Annuisce lievemente e mette la mano in tasca. «Vuoi ascoltarlo?»

Il mio sorriso si allarga. «Allora vai, avanti.» Mi metto comodo, ma mi acciglio quando tira fuori un post-it

Mette il suo enorme pugno chiuso alla bocca e tossisce profondamente. «Jesse Ward è un sofferente figlio di puttana nel regale mondo degli stronzi. Congratulazioni Ava. Sei atterrata da un irragionevole stronzo manipolatore.»

Il mio cipiglio si trasforma in uno sguardo torvo mentre ripone ordinatamente il suo discorso in tasca. «Vaffanculo» borbotto, afferro la penna e la lancio attraverso il mio ufficio. Lui la allontana con un piccolo colpo della sua grossa mano e ride. Ma poi il suo volto si fa mortalmente serio.

«Un po’ diverso dall’ultima volta, eh?»

Solo la menzione al mio cupo passato fa battere più forte il mio cuore e mi ha fatto alzare in piedi, più agitato che mai. «Intendi perché non sto lottando lungo la navata?» chiedo mentre compio i pochi passi verso la porta e decido che un’altra corsa è la mia sola opzione con Elizabeth che fa la guardia alla mia ragazza. Marcio oltre John, che saggiamente si sposta per farmi passare, e corro lungo il corridoio, sbucando nella stanza estiva, che a malapena registro come spettacolare. Ho bisogno di un po’ d’aria.

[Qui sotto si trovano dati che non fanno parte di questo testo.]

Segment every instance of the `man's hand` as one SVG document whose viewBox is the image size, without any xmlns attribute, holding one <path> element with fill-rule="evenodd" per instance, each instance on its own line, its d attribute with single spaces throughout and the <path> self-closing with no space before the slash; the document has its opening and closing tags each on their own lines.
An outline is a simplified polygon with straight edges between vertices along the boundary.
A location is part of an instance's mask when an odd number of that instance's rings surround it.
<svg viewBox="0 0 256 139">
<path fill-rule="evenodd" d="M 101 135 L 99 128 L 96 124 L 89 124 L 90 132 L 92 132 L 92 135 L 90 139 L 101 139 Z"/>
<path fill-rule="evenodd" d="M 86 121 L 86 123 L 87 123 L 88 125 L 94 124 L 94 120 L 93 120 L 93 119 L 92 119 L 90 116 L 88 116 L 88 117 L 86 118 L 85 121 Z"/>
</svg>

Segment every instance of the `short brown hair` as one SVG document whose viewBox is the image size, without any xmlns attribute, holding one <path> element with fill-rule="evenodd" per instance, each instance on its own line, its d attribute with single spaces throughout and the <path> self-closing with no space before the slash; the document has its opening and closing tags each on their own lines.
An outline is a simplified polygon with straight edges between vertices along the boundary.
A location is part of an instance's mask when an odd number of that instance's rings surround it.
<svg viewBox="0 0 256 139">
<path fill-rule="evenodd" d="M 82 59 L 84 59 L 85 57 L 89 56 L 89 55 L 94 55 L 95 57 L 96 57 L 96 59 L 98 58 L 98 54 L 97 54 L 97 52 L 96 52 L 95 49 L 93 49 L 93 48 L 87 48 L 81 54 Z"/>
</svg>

«Vai a calmarti di sotto, stupido figlio di puttana!» Il tono di John ha preso un accenno di preoccupazione.

«Sto bene» Grugnisco, scatenandomi in una corsa completa prima di raggiungere l’entrata del Maniero e resistendo alla tentazione di lanciare uno sguardo su per le scale. Ho sentito dietro di me il grido della wedding planner che mi sta chiamando, ma tengo il ritmo, le mie gambe vanno come pistoni appena colpiscono il vialetto di ghiaia.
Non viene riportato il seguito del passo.